SEC/EDGAR Data

  1. 10X Summaries - file containing all summary data for all 10-X filings, including header information, sentiment word counts, and file statistics.

  2. 10X Document Dictionaries - file containing header information and word counts for all 10-X filings (14.4 GB).

  3. All SEC/EDGAR Filings Tabulation - an Excel spreadsheet with a tabulation of all SEC/EDGAR filings from 1993-2023.

  4. Master Index Data - the SEC/EDGAR master index files used to create the 10X data archives and tabulate all form filings.

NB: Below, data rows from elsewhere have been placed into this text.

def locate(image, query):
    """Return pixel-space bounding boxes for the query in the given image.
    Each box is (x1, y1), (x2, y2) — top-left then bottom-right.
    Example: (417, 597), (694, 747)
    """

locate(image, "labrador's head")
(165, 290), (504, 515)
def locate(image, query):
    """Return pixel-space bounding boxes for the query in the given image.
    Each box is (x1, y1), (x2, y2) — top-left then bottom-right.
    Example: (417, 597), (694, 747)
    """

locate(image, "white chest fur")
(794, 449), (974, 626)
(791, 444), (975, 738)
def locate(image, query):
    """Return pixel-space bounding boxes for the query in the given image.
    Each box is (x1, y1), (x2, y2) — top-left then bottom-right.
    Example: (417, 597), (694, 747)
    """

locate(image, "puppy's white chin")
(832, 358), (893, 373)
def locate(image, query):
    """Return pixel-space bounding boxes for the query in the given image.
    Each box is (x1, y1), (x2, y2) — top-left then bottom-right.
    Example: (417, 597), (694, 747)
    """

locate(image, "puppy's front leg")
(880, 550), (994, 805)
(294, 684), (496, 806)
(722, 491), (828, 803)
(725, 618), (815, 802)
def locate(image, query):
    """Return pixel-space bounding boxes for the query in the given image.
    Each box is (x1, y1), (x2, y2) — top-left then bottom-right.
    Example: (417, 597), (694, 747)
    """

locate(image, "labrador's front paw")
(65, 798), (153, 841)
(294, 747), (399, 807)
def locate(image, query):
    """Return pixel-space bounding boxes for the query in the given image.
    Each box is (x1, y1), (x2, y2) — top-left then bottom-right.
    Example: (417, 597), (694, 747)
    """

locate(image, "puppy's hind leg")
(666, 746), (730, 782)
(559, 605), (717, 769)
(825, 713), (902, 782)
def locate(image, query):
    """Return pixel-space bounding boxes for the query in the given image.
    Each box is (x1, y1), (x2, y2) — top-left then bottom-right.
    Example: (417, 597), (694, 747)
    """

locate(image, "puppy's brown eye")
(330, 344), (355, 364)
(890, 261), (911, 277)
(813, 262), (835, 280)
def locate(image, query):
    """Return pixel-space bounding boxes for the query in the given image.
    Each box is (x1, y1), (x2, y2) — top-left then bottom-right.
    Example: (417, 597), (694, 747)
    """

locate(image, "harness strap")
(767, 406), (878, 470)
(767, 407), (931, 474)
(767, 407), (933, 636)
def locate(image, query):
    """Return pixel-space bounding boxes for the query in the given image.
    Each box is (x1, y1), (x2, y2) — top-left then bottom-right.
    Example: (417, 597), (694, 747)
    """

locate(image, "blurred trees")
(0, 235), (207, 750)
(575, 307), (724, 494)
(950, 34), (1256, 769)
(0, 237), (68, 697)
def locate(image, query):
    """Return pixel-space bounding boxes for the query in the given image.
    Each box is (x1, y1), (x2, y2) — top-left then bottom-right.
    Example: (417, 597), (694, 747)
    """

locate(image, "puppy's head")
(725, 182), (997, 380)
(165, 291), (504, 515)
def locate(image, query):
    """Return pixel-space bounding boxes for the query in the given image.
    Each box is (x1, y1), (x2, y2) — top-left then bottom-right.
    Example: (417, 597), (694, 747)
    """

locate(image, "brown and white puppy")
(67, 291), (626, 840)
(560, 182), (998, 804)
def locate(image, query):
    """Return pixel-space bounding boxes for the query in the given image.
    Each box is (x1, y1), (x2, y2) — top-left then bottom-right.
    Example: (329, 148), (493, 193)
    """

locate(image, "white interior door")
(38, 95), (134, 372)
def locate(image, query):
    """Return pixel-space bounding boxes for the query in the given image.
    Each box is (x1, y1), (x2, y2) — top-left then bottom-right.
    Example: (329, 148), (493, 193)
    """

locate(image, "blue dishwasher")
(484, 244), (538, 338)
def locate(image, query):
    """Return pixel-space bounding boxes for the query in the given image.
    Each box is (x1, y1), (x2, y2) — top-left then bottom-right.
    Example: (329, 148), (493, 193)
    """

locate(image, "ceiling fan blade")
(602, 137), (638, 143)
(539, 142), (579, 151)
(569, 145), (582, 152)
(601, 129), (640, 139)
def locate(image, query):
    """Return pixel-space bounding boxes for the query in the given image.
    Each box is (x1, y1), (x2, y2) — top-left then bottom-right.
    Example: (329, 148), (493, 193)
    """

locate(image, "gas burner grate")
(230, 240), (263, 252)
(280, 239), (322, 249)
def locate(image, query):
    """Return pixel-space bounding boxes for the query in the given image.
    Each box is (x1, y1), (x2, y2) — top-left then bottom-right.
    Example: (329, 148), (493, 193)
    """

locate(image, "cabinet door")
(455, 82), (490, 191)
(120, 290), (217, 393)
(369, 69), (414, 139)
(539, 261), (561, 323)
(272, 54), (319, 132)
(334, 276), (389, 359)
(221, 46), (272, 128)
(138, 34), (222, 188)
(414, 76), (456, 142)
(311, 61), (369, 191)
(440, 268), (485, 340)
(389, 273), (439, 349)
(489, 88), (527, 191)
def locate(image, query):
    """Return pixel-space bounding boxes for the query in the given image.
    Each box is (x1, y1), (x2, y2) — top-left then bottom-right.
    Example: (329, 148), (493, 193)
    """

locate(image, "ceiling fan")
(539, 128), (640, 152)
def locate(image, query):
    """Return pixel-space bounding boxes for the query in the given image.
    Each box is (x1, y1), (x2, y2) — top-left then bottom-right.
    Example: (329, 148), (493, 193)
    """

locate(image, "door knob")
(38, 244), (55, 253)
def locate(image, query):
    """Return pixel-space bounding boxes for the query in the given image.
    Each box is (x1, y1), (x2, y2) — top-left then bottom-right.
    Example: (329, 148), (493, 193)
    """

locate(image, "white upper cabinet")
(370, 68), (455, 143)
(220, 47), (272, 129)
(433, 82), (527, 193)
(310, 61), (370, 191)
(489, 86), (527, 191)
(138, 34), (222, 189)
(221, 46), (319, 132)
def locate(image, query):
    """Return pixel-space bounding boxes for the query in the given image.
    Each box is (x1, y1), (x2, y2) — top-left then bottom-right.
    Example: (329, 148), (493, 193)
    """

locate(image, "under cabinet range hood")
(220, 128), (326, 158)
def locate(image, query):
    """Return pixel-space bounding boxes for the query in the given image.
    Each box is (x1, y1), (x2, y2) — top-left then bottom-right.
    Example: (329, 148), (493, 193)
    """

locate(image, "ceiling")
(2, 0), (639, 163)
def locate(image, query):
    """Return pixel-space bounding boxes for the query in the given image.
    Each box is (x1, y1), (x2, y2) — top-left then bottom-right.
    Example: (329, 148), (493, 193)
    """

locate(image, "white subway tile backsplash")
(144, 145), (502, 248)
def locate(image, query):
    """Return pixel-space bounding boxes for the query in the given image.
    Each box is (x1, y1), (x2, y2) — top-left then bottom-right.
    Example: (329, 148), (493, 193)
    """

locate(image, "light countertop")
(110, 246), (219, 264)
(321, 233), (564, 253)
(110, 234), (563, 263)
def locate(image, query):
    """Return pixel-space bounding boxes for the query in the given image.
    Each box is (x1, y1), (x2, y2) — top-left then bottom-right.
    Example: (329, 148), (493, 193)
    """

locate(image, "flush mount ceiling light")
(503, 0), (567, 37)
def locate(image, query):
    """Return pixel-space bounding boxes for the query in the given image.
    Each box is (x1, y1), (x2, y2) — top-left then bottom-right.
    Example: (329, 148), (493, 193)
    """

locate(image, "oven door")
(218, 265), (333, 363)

  5. Cleaned and Raw 10-X Files - all 10-X filings for all years. The cleaned files have the extraneous characters removed which provides for substantial compression. The raw files are those downloaded directly from the SEC/EDGAR website.

  6. 10-X Header Data - This dataset captures all of the information in the header section of 10-K/Qs (and all variants) filed on EDGAR. The headers appear in the required ".txt" filing, which includes the complete filing, and are demarcated with the tags <SEC-Header> </SEC-Header> or <IMS-Header></IMS-Header>.  There is one row of data for each "FILER" field in each filing (about 1.5 million observations).
     

Note: We use the label "10X" to refer to all 10-K/Q filings. Specifically, this includes the following forms: 

f_10K = {10-K', '10-K405', '10KSB', '10-KSB', '10KSB40'}

f_10KA = {'10-K/A', '10-K405/A', '10KSB/A', '10-KSB/A', '10KSB40/A'}

f_10KT = {'10-KT', '10KT405', '10-KT/A', '10KT405/A'}

f_10Q = {'10-Q', '10QSB', '10-QSB'}

f_10QA = {'10-Q/A', '10QSB/A', '10-QSB/A'}

f_10QT = {'10-QT', '10-QT/A'}